The numbers are stark. Eleven months of lost Myanmar production translates to roughly 58,000 tons of contained tin that would have entered the global market. LME stocks at 8,970 tons have absorbed part of the deficit but are now critically low. At current global tin consumption of approximately 3,200 tons per day (380,000 tons annually), 8,970 tons represents less than three days of cover. The tin market is one supply disruption away from a physical squeeze.
Indonesia, the world's second-largest tin exporter, has partially offset the Myanmar shortfall. Indonesian refined tin exports rose 28% year-over-year in Q1 2026 to 22,400 tons, per Trade Ministry data. State-owned PT Timah, the largest producer, increased output by roughly 4,000 tons as higher prices incentivized production. But Indonesia's total production capacity is approximately 70,000-75,000 tons per year, and it's approaching that ceiling. It cannot fully replace Myanmar.
China, which processes roughly 50% of Myanmar's tin into refined metal, has been hit hardest. Chinese tin smelters in Yunnan province, adjacent to Wa State, have seen concentrate supplies fall by 60-70% since the ban. Chinese refined tin production fell 5.2% year-over-year in Q1, per SMM data, and SHFE tin inventories at 6,200 tons are below the five-year average. China imported 18% less tin concentrate in Q1 2026 than in Q1 2025, despite paying sharply higher TCs to secure alternative supply from Africa, South America, and Australia.
There is no resolution catalyst on the horizon. The Wa State leadership has given no timeline for lifting the ban. Alternative tin sources — Alphamin's Bisie mine in DRC (12,000 tpy), Minsur's San Rafael in Peru (20,000 tpy), and small-scale operations in Nigeria and Rwanda — are ramping but face their own logistical and regulatory constraints. The tin market will likely remain in deficit through at least mid-2027 unless Myanmar reopens.

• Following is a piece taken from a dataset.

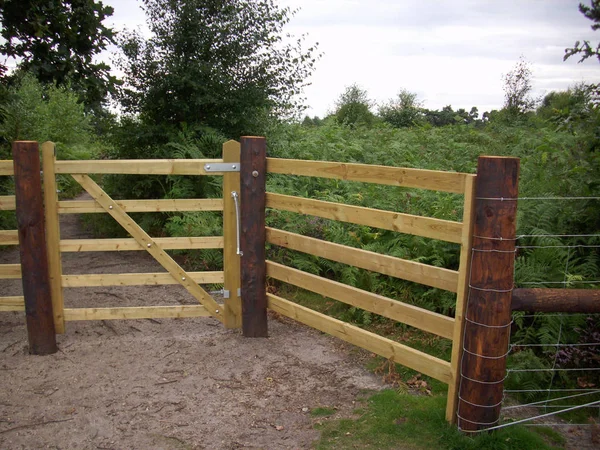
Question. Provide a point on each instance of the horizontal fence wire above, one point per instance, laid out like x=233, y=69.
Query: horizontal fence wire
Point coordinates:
x=550, y=405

LME tin stocks at 8,970 tons (2.8 days of cover) are a flashing red warning. Myanmar shows no sign of reopening, Indonesia is near its production ceiling, and alternative sources can't fill the gap quickly. If a major consumer (solder manufacturer, float glass producer) decides to build inventory, the LME stocks buffer disappears within days and the price spikes. For tin buyers, the question isn't whether $55,000/mt is cheap or expensive — it's whether you can get physical metal at all. Secure Q3 and Q4 tin volumes now. Consider fixed-price contracts: the risk is asymmetric to the upside.